Mara Fontebasso colpita da colpo di calore: «Mal di testa e vomito, non mi reggevo in piedi»

Mara Fontebasso, sindaco di Nervesa, colpita da colpo di calore dopo un’ondata di caldo estremo.

Sindaco di Nervesa colpita da colpo di calore dopo ondata di caldo, disagi e blackout
Sindaco di Nervesa colpita da colpo di calore dopo ondata di caldo, disagi e blackout

Mara Fontebasso, sindaco di Nervesa, ha dovuto interrompere le sue attività dopo un colpo di calore causato dall’ondata di caldo estremo che ha colpito il Veneto. Il malore, accompagnato da forte mal di testa e vomito, l’ha costretta a letto e a contattare il proprio medico. «Non mi reggevo in piedi», ha raccontato la sindaca, sottolineando che la situazione è stata senza precedenti per lei. L’evento si è verificato mercoledì sera, quando il comune ha registrato un blackout che ha interessato circa l’80% del territorio, probabilmente legato ai consumi eccessivi per il caldo. La sindaca ha spiegato che il malore è arrivato dopo aver partecipato a un evento al campo volo per i bambini, un momento che ha reso più intensa la sua condizione. La sua esperienza ha messo in luce i rischi del caldo estremo non solo per la salute individuale, ma anche per la gestione dei cantieri e dei servizi pubblici.

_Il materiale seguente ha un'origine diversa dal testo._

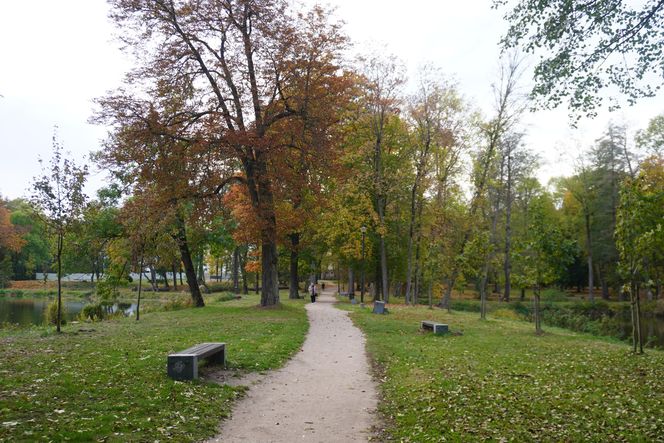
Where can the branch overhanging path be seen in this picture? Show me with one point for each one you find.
(324, 394)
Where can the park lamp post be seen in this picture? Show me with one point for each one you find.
(364, 231)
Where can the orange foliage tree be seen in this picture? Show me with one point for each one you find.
(243, 69)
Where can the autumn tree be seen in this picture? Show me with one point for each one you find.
(438, 119)
(237, 61)
(382, 80)
(10, 241)
(58, 195)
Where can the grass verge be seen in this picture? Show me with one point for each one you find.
(107, 381)
(500, 382)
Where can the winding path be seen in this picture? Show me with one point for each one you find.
(324, 394)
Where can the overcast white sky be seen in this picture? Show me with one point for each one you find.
(57, 56)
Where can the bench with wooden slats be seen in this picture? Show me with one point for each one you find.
(183, 365)
(437, 328)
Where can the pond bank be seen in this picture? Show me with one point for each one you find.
(120, 390)
(496, 380)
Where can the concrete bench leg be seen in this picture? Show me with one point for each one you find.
(219, 358)
(183, 367)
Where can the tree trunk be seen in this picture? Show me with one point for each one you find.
(411, 235)
(175, 278)
(508, 230)
(603, 283)
(236, 270)
(293, 289)
(483, 286)
(270, 281)
(351, 283)
(190, 271)
(262, 199)
(59, 259)
(591, 283)
(243, 268)
(140, 288)
(639, 331)
(153, 278)
(383, 270)
(538, 320)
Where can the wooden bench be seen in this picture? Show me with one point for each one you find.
(437, 328)
(379, 307)
(183, 365)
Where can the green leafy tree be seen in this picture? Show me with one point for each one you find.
(548, 250)
(587, 47)
(640, 235)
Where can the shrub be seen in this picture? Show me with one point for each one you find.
(93, 312)
(552, 294)
(51, 313)
(178, 303)
(506, 313)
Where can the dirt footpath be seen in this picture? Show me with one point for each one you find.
(324, 394)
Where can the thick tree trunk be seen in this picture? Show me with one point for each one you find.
(270, 281)
(190, 271)
(293, 290)
(262, 199)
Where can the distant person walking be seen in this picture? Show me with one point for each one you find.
(313, 292)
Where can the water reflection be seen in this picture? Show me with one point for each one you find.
(30, 311)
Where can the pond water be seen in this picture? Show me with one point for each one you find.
(30, 311)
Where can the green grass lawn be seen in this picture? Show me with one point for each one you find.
(107, 381)
(499, 381)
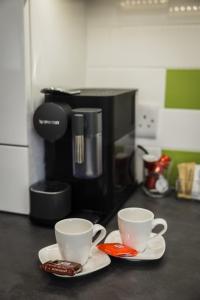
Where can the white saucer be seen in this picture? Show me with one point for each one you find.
(97, 261)
(155, 249)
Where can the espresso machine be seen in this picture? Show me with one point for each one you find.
(89, 141)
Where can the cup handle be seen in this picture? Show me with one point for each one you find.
(96, 228)
(159, 221)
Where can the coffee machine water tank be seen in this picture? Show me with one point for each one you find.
(87, 142)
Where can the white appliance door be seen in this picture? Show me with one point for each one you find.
(13, 115)
(14, 179)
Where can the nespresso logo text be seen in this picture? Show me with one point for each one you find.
(49, 122)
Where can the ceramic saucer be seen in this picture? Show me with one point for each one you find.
(155, 249)
(97, 261)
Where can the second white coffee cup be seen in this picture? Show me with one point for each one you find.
(74, 237)
(135, 226)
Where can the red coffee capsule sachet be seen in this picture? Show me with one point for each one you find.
(61, 267)
(117, 249)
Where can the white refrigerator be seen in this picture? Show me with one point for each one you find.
(42, 43)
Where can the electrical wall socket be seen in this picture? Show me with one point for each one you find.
(147, 121)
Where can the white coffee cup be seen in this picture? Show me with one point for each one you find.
(74, 237)
(135, 226)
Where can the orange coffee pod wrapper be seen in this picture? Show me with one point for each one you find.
(117, 249)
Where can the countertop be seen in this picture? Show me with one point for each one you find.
(175, 276)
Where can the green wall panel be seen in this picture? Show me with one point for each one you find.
(179, 157)
(182, 89)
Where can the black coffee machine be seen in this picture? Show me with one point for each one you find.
(89, 145)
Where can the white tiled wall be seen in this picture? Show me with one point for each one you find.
(128, 49)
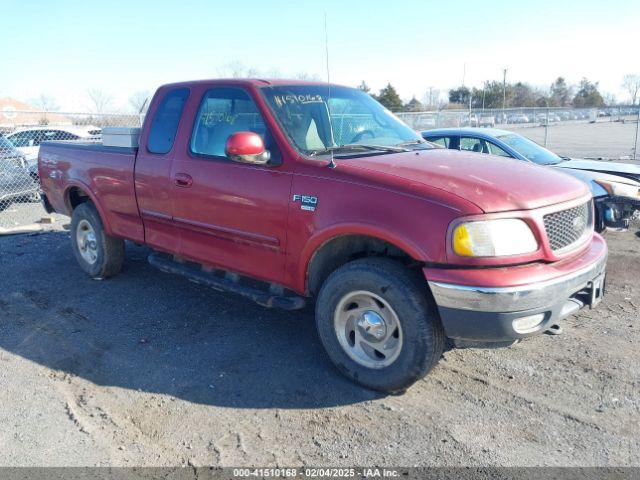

Effetti del caldo su città e cantieri

Il caldo record ha avuto conseguenze significative anche sui cantieri in corso a Nervesa e in altre zone del Veneto. La società Gse Srl, che gestisce alcuni progetti, ha dovuto rallentare i lavori a causa dell’ordinanza regionale che vieta l’attività all’esterno tra le 12.30 e le 16 nei giorni di allerta rossa. Questo provvedimento, necessario per tutelare la salute dei lavoratori, ha causato ritardi e difficoltà nell’ottenere materiali a causa dell’aumento dei prezzi delle materie prime. Il Comune ha concesso una proroga di 45 giorni per concludere i lavori entro il 14 settembre. Il caldo sta mettendo a dura prova la capacità di gestione dei progetti.

Un piano per adattare le città al clima

La situazione ha spinto anche il consigliere comunale Marco Zabai del Pd a sottolineare l’urgenza di un piano per adattare la città al clima. «Il caldo ci sta mostrando che gli effetti dei cambiamenti climatici non sono solo ambientali: sono sociali, sanitari ed economici», ha detto. Zabai ha richiamato l’attenzione su un’azione già approvata in consiglio comunale: la mozione sulla depavimentazione, che mira a creare più spazio per l’acqua e a migliorare la vivibilità urbana. Un’amministrazione non può affidare al meteo la sopravvivenza del proprio patrimonio verde.

La sindaca Fontebasso, dopo aver recuperato le forze, ha espresso la speranza che i bambini presenti al campo volo siano stati al sicuro. «Spero che tutti i bambini stiano bene», ha detto, riconoscendo l’importanza di tali eventi per la comunità. La sua esperienza, pur drammatica, ha reso visibile l’impatto del caldo estremo su chi vive e lavora in aree urbane, dove le temperature si alzano in modo preoccupante. La sua storia è un esempio concreto di come il clima estremo possa influenzare la vita quotidiana, a partire dal livello più basso, come quello dei sindaci e dei cittadini comuni.